Madenler, hepimizin bildiği gibi, bir ülkenin zenginlikleridir. Bunların çıkarılması, çıkarıldıktan sonra işlenmesi, bunların da ülke ekonomisine katkı hâline getirilmesi, ülkemizin refahına katkı yapması, zenginliğine katkı yapması hepimiz için önemli bir hadise, bütün ülkeler için önemli bir hadise. Tabii, bunları yaparken de iş güvenliği, çevre duyarlılığı, su kaynaklarının muhafazası gibi konular da hepimiz için gerçekten hayati ve hassas konular. Bütün bunların önemini biliyoruz ve bunlara da dikkat etmeye çalışmamız gerekiyor. Doğal kaynakların insan ve toplum yaşamındaki önemini hepimiz biliyoruz. Yaşamı fonksiyonel hâle getiren araç ve gereçlerin yüzde 99'u doğal kaynaklardan, özellikle de madenlerden sağlanmakta. Dolayısıyla, toplumların refah ve gelişmişlik düzeyleri ile madencilik faaliyetleri arasında yakın bir ilişki bulunmaktadır.
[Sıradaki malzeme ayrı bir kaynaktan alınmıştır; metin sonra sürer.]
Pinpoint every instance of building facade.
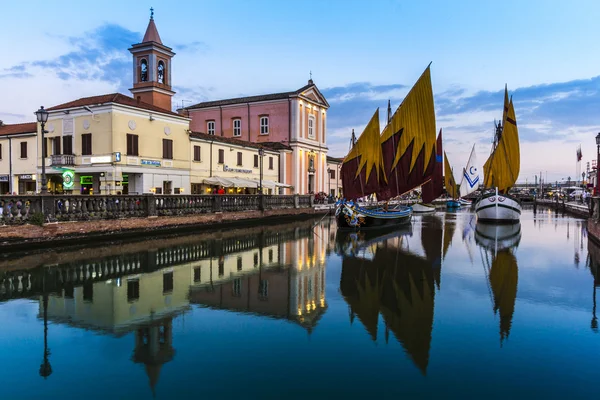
[0,122,38,194]
[184,79,329,194]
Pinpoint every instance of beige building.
[0,122,37,195]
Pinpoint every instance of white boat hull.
[411,203,435,214]
[475,193,521,223]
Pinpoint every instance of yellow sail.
[444,152,460,199]
[483,98,521,192]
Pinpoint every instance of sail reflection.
[337,219,443,375]
[475,222,521,346]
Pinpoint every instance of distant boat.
[336,66,436,230]
[475,87,521,223]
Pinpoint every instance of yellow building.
[0,122,37,195]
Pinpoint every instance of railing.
[50,154,75,166]
[0,194,314,225]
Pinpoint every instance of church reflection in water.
[30,221,331,392]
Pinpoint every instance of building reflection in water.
[23,221,330,393]
[475,222,521,346]
[336,215,455,375]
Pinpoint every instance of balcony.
[50,154,75,167]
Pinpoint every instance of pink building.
[183,79,329,194]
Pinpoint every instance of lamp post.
[258,147,265,196]
[35,106,49,194]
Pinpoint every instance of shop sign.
[62,170,75,189]
[223,165,252,174]
[142,160,160,167]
Çağdaş bir yaşam için madencilik faaliyetleri vazgeçilmezdir. İçinde bulunduğumuz yüzyılda çevre faktörü göz ardı edilerek hiçbir ekonomik faaliyet gibi madencilik faaliyetinin de yürütülmesi mümkün değildir. Madenciliğin çevreye etkileri yadsınamaz ancak madencilik sektöründe çevre dostu teknoloji ve yöntemlerin kullanılması, madencilik süreçleri ya da sonrasında çevrenin korunmasına ve yenilenmesine yönelik önlemlerin alınması sektörün gelişimini engellemeyecek, aksine genel anlamda sektörün gelişimine yönelik katkıyı da artıracaktır. Sorunlara çözüm bulmak yerine üretim yapmayı kesin engelleyecek şekilde çalışmaların ülkemize zarar verdiği göz ardı edilmemelidir. Nitekim, bunu son facialarda gördük. Kullanılmakta olan maden çıkarma metotlarına bakılmaksızın her türlü maden işletmeleri yoğun olarak arazilerin bazen bozulmasına ve çevre tahribine neden olmaktadır ama bunların denetimi, kontrolü ve ıslahı da yine bizim elimizde, bu sektörde çalışan arkadaşlarımızın olumlu katkılarıyla ve denetimlerle sağlanacak bir hadisedir. Tabii ki bunları yaparken başlangıçta kazaların asgariye indirilmesi için her türlü tedbirin alınması hayati önem arz etmektedir. Bu nedenle, başlangıçta türüne ve coğrafi konumuna uygun projelerin hazırlanması ve bu projelerin de sektörün çalışma yaparken ve işletme faaliyet hâlindeyken kontrol ve denetimlerinin de eksiksiz yapılması işte çok önem arz etmektedir.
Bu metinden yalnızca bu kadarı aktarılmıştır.